Adding trait bound causes loss of some method/capability

I defined some customized vector type:

pub enum LocalStorageVec<T, const N: usize> {
    Stack { buf: [T; N], len: usize },
    Heap(Vec<T>),
}

Then I want to implement the Index trait for it:

impl<T, const N: usize, I> std::ops::Index<I> for LocalStorageVec<T, N>
where
    I: std::slice::SliceIndex<[T]>,
    // [T]: std::ops::Index<I>, // Uncomment would cause compile error.
{
    type Output = I::Output;

    fn index(&self, index: I) -> &Self::Output {
        match self {
            LocalStorageVec::Stack { buf, len } => buf[0..*len].index(index),
            LocalStorageVec::Heap(data) => &data[index],
        }
    }
}

First, the trait bound [T]: std::ops::Index<I> seems useless, because it's implied in the std library:

impl<T, I> Index<I> for [T]
where
    I: SliceIndex<[T]>,
type Output = <I as SliceIndex<[T]>>::Output

So adding it should not have any effect at all?
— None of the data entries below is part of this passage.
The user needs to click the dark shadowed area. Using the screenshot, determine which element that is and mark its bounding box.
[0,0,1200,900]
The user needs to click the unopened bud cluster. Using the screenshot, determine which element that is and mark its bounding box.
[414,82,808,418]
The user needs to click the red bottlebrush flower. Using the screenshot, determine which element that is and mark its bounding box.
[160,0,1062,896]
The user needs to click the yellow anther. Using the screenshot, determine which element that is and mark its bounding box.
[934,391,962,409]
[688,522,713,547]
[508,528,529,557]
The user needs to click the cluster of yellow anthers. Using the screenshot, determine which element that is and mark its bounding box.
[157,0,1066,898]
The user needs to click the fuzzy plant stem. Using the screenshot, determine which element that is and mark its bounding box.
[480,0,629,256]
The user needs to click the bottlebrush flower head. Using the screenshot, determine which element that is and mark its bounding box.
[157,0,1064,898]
But actually, the compiler reports an error:

mismatched types
expected type parameter `I`
           found struct `std::ops::Range<usize>`

In addition, (I thought) trait bounds should bring some capability instead of causing the loss of some. Why is the opposite happening in this case?

Looks like another instance of the known bug - Trait impls from where clauses (`ParamEnv`) take precedence over freestanding trait impls · Issue #24066 · rust-lang/rust · GitHub.